El presidente Ortega es un líder histórico muy importante. Construyó un liderazgo muy importante que si bien es cierto se limitó en un momento electoral a un 38%, no tiene por qué ser deslegitimado. Para que sea un liderazgo legítimo no tiene por qué ser del 50% o más. Muchos presidentes en países importantes como los Estados Unidos han sido electos con el 18% y con menos. En Colombia, durante más de 40 años se ganaban las elecciones con el 13 ó 14% de los votos, y nadie discutía su legitimidad. El presidente Ortega ha hecho muchos avances desde el punto de vista de su formación como líder político. Está aprendiendo muchísimo.

Creo que la fuerza del presidente Ortega es de más del 38%. Me atrevería a opinar que el presidente Ortega tiene un nivel de credibilidad mayor que el que tenía cuando ganó las elecciones el año pasado.

La percepción de la gente es todo lo contrario.
No, no creo. Usualmente los gobernantes tienden a desgastarse en el poder.

¿Cree que lo que sucedió en Venezuela pueda ser un modelo a imitar por la oposición en países como Nicaragua?
En política es difícil copiar esos ejemplos. La unión de las fuerzas políticas a veces no se da porque la gente quiera unirse. Depende del propio devenir y de la dinámica de las fuerzas políticas. En Nicaragua las fuerzas de oposición son numerosas, son fuerzas que unidas pueden representar un riesgo para el próximo período electoral, pero tampoco se puede descartar que haya un crecimiento del Frente Sandinista, que pueden haber fuerzas que se alíen al Frente Sandinista y ser factores de convergencia, tal como ha venido sucediendo con los acuerdos con Yatama, con sectores de la Contra y otros.

En Venezuela fue determinante la participación de los movimientos estudiantiles, ¿cree que pueda existir la posibilidad de que en Nicaragua ocurra lo mismo?
En toda América Latina el movimiento estudiantil ha sido una vanguardia. En Venezuela los movimientos estudiantiles han sido revolucionarios, estuvieron siempre a la cabeza.

En este movimiento estudiantil la incidencia de la izquierda es muy leve. Lamentablemente lo hemos descuidado y es una fuerza vital. Yo diría que no hay un movimiento estudiantil porque no tienen la misma magnitud ni la misma fuerza, pero obviamente que la oposición supo manejar el concepto de la lucha de los estudiantes porque sabía de la fortaleza que le podían imprimir a esta lucha. Si bien la presencia del movimiento estudiantil fue notoria, yo no creo que haya sido tan masiva. Eran estudiantes de universidades privadas, lo que no los descalifica, pero no son de masas.

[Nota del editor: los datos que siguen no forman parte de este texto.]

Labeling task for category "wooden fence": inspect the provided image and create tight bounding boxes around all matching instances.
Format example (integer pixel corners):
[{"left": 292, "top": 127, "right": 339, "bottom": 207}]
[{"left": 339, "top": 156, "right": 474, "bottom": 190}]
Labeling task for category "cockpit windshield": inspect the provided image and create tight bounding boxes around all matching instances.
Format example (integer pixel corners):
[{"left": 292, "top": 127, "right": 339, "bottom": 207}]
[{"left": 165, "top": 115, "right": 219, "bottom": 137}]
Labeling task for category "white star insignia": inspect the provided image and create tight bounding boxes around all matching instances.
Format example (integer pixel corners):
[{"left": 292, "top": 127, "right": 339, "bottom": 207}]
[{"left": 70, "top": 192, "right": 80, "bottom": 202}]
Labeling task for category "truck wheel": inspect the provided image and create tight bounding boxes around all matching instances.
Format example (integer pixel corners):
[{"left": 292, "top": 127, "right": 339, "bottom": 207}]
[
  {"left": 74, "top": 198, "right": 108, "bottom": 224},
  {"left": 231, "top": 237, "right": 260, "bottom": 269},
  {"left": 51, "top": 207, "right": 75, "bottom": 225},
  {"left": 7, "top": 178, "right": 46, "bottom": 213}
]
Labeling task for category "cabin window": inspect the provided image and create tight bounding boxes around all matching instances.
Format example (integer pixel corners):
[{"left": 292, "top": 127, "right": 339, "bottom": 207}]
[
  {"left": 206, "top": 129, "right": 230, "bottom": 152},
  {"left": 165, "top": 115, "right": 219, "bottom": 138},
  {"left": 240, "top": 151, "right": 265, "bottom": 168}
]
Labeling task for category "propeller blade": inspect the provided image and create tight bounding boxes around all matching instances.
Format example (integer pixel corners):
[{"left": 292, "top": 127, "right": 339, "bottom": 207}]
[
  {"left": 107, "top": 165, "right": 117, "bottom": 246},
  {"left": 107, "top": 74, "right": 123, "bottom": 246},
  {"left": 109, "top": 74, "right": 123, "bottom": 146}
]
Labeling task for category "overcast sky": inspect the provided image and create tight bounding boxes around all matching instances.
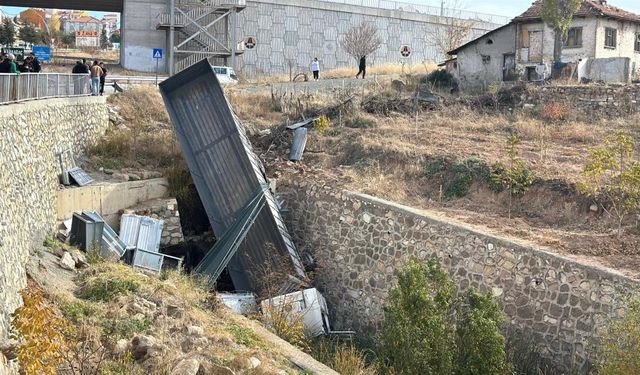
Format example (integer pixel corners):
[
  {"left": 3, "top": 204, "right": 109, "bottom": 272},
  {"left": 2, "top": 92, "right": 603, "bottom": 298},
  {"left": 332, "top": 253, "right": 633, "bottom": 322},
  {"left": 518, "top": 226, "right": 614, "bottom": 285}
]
[{"left": 440, "top": 0, "right": 640, "bottom": 17}]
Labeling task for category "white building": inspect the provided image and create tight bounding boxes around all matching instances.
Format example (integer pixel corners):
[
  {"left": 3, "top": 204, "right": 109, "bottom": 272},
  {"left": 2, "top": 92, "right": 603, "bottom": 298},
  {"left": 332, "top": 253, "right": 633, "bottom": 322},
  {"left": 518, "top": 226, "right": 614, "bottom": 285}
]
[{"left": 450, "top": 0, "right": 640, "bottom": 90}]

Pero aunque no sea de masas, como usted asegura, ni de universidades estatales, ¿no le parece peligroso tener a los estudiantes en contra?
Así es. No podemos tenerlos en contra, no tenemos una fuerza estudiantil de la izquierda para contrarrestar esta avanzada de estudiantes que apareció frente a la lucha de la oposición.

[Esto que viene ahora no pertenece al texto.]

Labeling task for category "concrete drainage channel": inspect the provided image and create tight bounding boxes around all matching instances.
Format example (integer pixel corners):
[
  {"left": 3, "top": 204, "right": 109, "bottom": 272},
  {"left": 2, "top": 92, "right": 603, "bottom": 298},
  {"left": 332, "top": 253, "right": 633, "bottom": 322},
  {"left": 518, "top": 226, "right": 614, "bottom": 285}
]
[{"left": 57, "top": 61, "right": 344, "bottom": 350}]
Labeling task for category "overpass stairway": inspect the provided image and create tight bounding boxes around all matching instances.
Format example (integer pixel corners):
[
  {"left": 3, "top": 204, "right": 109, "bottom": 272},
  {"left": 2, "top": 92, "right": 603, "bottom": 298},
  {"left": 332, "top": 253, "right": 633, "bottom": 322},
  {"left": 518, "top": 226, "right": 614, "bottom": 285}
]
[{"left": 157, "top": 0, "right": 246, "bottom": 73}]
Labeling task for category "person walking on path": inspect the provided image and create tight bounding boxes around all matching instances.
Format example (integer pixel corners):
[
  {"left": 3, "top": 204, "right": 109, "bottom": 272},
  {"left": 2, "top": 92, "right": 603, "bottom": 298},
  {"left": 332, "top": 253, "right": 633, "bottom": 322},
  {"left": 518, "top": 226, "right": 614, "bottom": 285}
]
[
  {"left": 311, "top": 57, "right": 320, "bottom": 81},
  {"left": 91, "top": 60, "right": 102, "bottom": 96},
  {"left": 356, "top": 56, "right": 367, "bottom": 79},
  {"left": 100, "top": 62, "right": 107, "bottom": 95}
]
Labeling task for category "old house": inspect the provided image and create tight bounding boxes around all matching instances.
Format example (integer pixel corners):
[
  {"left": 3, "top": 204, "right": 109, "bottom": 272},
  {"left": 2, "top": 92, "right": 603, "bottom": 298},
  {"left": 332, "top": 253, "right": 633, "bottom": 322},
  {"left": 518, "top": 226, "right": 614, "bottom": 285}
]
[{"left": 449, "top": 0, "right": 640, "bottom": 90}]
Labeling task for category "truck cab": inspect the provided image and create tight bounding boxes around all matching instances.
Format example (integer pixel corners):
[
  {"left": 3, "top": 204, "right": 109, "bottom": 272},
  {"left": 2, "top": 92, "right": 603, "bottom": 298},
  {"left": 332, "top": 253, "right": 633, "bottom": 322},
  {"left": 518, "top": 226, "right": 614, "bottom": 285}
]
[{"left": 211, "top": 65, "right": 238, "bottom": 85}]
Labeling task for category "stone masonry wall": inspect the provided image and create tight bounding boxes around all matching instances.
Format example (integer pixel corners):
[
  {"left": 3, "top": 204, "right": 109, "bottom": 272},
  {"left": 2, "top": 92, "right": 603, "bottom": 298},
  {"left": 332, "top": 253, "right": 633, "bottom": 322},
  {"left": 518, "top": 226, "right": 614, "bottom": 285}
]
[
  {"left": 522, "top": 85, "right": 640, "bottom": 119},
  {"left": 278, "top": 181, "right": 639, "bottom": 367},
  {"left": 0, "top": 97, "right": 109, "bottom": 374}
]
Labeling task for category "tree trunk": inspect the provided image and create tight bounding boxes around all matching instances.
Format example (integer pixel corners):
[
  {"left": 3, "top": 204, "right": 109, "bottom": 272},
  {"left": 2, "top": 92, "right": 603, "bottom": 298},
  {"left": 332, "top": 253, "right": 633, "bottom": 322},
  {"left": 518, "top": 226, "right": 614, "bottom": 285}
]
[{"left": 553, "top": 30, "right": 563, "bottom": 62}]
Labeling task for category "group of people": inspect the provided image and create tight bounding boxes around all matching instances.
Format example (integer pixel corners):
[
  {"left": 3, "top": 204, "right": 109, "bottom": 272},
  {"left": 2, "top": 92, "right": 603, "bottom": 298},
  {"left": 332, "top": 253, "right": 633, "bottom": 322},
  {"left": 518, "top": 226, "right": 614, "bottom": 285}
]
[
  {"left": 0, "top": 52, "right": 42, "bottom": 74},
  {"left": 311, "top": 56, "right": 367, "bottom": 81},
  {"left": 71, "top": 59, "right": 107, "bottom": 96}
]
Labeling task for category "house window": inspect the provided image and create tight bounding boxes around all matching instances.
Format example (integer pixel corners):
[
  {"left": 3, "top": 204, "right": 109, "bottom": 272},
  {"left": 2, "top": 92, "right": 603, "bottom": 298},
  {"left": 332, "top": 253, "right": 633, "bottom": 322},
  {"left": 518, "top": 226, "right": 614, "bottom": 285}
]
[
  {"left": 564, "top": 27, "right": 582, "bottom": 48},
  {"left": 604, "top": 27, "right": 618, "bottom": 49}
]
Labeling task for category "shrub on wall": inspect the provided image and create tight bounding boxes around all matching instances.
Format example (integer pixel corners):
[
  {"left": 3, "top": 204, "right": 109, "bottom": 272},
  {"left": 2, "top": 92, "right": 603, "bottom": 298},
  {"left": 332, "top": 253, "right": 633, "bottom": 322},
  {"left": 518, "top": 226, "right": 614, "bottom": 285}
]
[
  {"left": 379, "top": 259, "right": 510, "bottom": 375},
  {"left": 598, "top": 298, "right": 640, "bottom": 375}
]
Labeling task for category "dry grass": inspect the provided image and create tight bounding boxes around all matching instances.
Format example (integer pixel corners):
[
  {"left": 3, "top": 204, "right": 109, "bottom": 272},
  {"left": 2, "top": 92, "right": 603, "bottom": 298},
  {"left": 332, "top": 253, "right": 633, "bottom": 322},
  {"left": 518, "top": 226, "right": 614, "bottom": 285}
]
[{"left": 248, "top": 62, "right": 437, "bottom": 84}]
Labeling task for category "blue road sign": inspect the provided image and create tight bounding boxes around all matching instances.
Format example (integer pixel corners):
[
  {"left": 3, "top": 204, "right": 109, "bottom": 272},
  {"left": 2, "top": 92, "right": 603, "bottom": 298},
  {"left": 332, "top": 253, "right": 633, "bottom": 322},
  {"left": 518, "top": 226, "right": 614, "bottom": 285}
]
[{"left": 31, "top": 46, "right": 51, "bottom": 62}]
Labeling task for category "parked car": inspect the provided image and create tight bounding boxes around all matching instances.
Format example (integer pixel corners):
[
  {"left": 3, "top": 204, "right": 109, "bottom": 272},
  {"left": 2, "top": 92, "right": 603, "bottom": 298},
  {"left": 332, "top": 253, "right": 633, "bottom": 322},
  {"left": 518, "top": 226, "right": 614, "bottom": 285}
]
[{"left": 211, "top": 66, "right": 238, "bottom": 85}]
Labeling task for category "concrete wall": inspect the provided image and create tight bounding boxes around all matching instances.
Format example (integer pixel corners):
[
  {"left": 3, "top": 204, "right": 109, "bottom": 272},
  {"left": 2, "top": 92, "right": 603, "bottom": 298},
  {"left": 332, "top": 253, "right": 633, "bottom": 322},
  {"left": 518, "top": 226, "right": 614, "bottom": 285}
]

¿Por qué no hay incidencia en los estudiantes estatales si se supone que el gobierno ha dado mayores oportunidades a los universitarios?
Parece una contradicción, pero no tenemos organizaciones, los tenemos dispersos en todo el país. No hay un movimiento estudiantil cohesionado. Debemos volver la mirada a los liceos, a las universidades.